Setting

While pain medicine often takes place in primary care settings, some providers feel unequipped to provide care for individuals with chronic pain due to inadequate resources and expertise.

Barriers

Some providers in primary care settings have expressed unease in managing patients with chronic pain who they perceive to take up additional appointment time, may ask for increased medication dosing, or make excessive calls to their office.

Some primary care providers may refer patients to specialty pain clinics to take over the care of high-complexity patients with chronic pain due to feeling inadequately resourced or trained to manage their care. While these settings may be appropriate care settings for some individuals, they are often financially untenable for the uninsured or underinsured, limiting access to high-quality pain care.

Buprenorphine may be prescribed by a specialty pain clinic, which is often distinct from the individual’s primary care team. This can lead to a lack of communication between providers and settings that leads to confusion for both providers and care recipients regarding who is responsible for long-term management and oversight of opioid therapy.

Facilitators

In qualitative studies of primary care providers, some individuals stand out for their willingness to take on additional training and administrative roles to better integrate pain medicine best practices in their primary care delivery settings. Having additional administrative support and less of a demand for patient care may help improve a site’s overall ability to manage high-demand pain patients.

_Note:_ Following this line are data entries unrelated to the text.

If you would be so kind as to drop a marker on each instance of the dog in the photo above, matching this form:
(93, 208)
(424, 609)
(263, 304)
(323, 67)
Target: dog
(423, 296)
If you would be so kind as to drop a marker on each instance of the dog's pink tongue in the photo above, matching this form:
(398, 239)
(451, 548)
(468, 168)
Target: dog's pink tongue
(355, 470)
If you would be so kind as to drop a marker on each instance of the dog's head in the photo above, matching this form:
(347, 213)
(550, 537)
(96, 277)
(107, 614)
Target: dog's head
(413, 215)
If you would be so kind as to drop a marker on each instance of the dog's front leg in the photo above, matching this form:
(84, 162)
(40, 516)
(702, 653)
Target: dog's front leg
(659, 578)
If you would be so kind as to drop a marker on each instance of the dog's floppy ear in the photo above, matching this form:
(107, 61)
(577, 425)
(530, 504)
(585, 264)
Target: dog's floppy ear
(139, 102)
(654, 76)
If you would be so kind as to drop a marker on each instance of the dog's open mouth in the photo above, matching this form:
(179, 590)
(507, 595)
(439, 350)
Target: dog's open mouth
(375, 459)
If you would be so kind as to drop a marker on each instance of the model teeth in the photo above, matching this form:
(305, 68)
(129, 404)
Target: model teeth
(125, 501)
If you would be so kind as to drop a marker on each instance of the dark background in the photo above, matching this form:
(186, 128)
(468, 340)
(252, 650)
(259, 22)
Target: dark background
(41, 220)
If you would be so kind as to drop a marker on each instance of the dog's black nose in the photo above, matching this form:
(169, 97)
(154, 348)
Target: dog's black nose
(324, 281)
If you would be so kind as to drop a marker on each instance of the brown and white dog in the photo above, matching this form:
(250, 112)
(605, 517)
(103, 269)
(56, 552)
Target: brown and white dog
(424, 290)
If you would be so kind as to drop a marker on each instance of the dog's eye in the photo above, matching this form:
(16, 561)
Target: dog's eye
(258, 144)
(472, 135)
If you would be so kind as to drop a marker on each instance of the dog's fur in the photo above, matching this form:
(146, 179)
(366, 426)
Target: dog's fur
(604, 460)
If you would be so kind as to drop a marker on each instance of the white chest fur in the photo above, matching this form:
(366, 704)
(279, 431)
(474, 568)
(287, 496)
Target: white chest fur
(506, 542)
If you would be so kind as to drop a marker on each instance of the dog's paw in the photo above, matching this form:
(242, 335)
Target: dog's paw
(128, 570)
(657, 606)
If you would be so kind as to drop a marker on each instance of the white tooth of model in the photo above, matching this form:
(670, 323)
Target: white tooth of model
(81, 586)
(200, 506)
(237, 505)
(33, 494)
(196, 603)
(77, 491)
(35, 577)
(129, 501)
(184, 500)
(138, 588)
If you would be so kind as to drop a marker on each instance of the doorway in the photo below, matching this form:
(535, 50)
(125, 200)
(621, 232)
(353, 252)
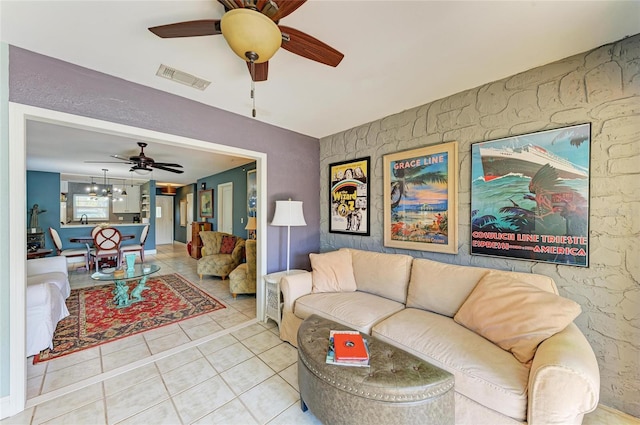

Providers have expressed that being in academic medical settings can help create a continued learning environment that enables greater comfort in managing patients with chronic pain. A general culture of continued learning, as well as specific access to more formalized educational opportunities and research experts, is critical for enabling confidence in up-to-date pain medicine practice. The UW TelePain program is an example of a real-world academic-community partnership that seeks to disseminate best practices to providers outside of the university setting.

A stepped care approach has been developed and explored in the literature, where primary care teams provide foundational pain care and have the option to refer patients for initiation and stabilization of buprenorphine treatment by a specialty pain care provider. This approach allows for a transition to long-term care back to primary care settings for chronic pain management. Stepped care allows for expert clinical decision making, close monitoring, and stabilization in specialized settings, taking the burden of treatment initiation off the primary care provider.